Mix in the blender until smooth. set aside.


Making the enchiladas:
Preheat the oven to 350 degrees. While the oven heats, start by making the tempeh.  In a soup pot bring the 5 cups of water to a boil. Add in about 1/2  cup of soy sauce to gently season the water. Cut the tempeh in half so that you have 4 large pieces and simmer int he water/soy sauce mixture for about 20 minutes. Take out and cool slightly. Then cut up into a small dice. 
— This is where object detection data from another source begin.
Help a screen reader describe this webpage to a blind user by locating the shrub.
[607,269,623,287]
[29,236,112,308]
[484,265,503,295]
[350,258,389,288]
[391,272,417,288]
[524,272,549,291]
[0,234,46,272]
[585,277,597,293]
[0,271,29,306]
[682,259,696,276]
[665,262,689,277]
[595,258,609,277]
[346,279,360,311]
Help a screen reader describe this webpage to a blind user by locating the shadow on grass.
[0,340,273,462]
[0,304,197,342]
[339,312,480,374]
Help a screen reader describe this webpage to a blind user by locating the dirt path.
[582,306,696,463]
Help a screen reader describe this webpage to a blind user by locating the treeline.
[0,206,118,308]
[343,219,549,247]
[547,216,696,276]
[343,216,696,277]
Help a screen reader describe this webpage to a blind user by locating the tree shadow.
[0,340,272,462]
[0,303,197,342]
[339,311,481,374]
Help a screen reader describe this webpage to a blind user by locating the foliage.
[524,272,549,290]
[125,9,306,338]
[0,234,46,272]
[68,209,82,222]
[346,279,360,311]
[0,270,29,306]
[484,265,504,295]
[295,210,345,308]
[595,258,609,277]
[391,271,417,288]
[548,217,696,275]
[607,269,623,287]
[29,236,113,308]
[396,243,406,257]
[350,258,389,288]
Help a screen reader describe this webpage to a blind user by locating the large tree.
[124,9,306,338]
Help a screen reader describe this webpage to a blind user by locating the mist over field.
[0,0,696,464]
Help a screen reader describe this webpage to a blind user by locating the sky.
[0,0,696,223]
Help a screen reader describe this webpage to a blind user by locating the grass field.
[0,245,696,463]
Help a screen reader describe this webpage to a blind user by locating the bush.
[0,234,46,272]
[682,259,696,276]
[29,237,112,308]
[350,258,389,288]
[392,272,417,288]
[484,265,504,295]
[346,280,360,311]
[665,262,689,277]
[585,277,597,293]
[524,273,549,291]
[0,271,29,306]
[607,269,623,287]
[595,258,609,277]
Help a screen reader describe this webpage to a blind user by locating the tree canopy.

In a bowl, mix the tempeh, black beans, tofutti cream cheese, 1/2 of the tofu cheese mixture, green chilies, and a pinch of salt and pepper. Toss to coat everything well.
Using whole grain wraps (look for ones with minimal ingredients) start filling your tortillas with about 1/3 cup of the mixture. Roll up (no need to close the ends) and place in a large rectangular glass Pyrex baking dish. You will need two of these dishes to fit all your enchiladas. Spread the rest of the tofu cheese mixture over the top of the rolled tortillas, and then cover generously with red enchilada (or green) sauce. Cover with foil and bake for 30 minutes. Remove the foil for an extra 5-10 minutes until heated through. Serve with tons of fresh pico piled on top, a few sprigs of cilantro, and sliced avocado.